Reexploration and angiographic ablation for hyperparathyroidism
R. C. McIntyre Jr, D. A. Kumpe and R. D. Liechty
Department of Surgery, University of Colorado Health Sciences Center, Denver.
OBJECTIVE: Persistent and recurrent hyperparathyroidism remains a
challenging clinical problem. The purposes of this study were to determine
the causes of initial failure, the accuracy of preoperative localization
tests, the role of angiographic parathyroid ablation, and the safety and
efficacy of reexploration for hyperparathyroidism. DESIGN: A retrospective
review of 42 patients undergoing reexploration or angiographic ablation for
hyperparathyroidism was done, with a mean follow-up of 3 years, 7 months
(range, 1 month to 13 years). SETTING: This study was carried out in a
university medical center and a Veterans Affairs hospital. PATIENTS: All
patients who underwent reexploration or angiographic ablation for
hyperparathyroidism were included. INTERVENTION: All patients underwent
preoperative localization studies. The cervical approach was used when the
abnormal gland was suspected to be in the neck or the mediastinum superior
to the aortic arch; sternotomy was used for deeper mediastinal glands not
resectable through a cervical approach. Angiographic ablation of
mediastinal glands was performed using contrast administration after a
catheter was wedged into the selective feeding artery. MAIN OUTCOME
MEASURES: End points included causes of initial treatment failure, accuracy
of preoperative localization studies, long-term correction of hypercalcemia
with repeated treatment, need for subsequent intervention for
hypercalcemia, and complications of therapy. RESULTS: The most common
reasons for initial failure were mediastinal glands (18 patients),
surgeon's inexperience (12 patients), supernumerary glands (six patients),
and other anatomic anomalies. Hyperplasia accounted for hyperparathyroidism
in 11 patients (26%) and adenomas in 31 patients (74%). Preoperative
localization studies included technetium-Tc-99m-sestamibi scanning
(sensitivity, 86%), technetium-thallium scanning (67%), arteriography
(63%), venous sampling (52%), computed tomography (42%), magnetic resonance
imaging (33%), and ultrasonography (27%). Thirty-three (89%) of 37 patients
who underwent reexploration had resolution of hypercalcemia. Localization
study results were negative in all four patients who experienced failure.

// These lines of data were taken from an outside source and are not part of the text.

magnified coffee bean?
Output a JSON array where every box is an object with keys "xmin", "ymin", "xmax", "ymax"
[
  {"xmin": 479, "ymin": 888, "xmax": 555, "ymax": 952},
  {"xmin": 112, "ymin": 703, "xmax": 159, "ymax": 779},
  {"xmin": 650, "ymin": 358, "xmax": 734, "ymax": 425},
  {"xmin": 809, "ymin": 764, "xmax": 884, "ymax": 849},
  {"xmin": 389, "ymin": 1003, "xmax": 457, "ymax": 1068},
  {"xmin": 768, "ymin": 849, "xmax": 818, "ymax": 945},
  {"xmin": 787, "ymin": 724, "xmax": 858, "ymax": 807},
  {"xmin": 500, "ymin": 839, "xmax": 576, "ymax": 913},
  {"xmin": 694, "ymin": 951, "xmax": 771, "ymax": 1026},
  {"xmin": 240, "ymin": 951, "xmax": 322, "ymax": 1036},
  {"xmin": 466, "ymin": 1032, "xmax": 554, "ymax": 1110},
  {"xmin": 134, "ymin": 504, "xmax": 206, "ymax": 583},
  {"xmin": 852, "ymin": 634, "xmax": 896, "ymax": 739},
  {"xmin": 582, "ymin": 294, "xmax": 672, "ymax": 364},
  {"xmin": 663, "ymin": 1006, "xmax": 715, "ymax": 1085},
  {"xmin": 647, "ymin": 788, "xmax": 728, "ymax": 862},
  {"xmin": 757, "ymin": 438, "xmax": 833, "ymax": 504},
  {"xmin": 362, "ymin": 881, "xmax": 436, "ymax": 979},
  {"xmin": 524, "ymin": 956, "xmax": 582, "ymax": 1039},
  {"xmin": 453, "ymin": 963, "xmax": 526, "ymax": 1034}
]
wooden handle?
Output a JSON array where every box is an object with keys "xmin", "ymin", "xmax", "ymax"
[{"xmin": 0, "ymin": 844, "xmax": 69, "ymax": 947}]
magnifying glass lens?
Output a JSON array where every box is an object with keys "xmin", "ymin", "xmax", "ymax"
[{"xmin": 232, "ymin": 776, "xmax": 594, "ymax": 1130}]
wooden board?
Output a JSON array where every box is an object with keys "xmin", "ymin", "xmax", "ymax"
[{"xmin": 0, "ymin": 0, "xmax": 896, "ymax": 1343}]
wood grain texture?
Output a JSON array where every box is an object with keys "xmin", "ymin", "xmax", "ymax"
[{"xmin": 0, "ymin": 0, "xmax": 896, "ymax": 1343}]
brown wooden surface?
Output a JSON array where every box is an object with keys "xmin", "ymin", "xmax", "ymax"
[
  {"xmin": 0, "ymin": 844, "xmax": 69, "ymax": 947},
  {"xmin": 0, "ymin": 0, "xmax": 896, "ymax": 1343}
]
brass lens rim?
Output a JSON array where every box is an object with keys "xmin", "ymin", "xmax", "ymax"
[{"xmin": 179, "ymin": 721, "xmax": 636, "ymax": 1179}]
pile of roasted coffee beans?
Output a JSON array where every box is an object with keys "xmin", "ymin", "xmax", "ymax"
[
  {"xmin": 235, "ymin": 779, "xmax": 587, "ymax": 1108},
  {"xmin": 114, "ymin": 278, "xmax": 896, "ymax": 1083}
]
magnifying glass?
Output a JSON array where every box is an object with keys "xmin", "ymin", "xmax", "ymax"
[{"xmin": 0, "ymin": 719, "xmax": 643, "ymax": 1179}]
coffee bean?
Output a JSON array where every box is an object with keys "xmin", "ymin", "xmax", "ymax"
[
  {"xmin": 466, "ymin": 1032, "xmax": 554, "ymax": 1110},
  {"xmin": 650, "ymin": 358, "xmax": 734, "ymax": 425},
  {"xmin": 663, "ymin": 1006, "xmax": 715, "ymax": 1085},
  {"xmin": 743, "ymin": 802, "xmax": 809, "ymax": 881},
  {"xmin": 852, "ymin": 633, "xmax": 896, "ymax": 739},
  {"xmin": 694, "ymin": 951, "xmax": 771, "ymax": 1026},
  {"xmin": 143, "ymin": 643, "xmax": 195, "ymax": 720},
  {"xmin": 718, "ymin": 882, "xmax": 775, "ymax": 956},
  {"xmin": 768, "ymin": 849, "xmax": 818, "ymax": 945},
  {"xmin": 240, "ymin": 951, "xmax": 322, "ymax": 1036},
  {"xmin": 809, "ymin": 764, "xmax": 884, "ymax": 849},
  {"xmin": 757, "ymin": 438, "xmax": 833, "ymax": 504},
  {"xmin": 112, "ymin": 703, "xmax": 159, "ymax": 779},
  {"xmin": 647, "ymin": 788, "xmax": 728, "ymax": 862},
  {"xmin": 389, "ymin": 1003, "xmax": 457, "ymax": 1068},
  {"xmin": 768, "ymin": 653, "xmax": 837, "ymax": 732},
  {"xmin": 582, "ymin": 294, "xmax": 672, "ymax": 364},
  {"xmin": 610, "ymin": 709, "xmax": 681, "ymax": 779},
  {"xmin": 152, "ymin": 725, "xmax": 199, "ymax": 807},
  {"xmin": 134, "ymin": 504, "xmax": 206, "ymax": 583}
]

Angiographic ablation was successful in four (67%) of six patients. One of
the patients with a failed ablation had successful mediastinal exploration.
Hypoparathyroidism occurred in six patients (14.3%) and there was no
instance of recurrent nerve injury. CONCLUSIONS: The most common causes of
initial failure were ectopic mediastinal glands and incomplete surgical
exploration; the most sensitive preoperative localization study is the
technetium-Tc-99m-sestamibi scan; angiographic ablation of parathyroid
tissue is most useful for poor-risk surgical patients or to avoid median
sternotomy; and reexploration and angiographic ablation yield a high
success rate with acceptable morbidity and mortality.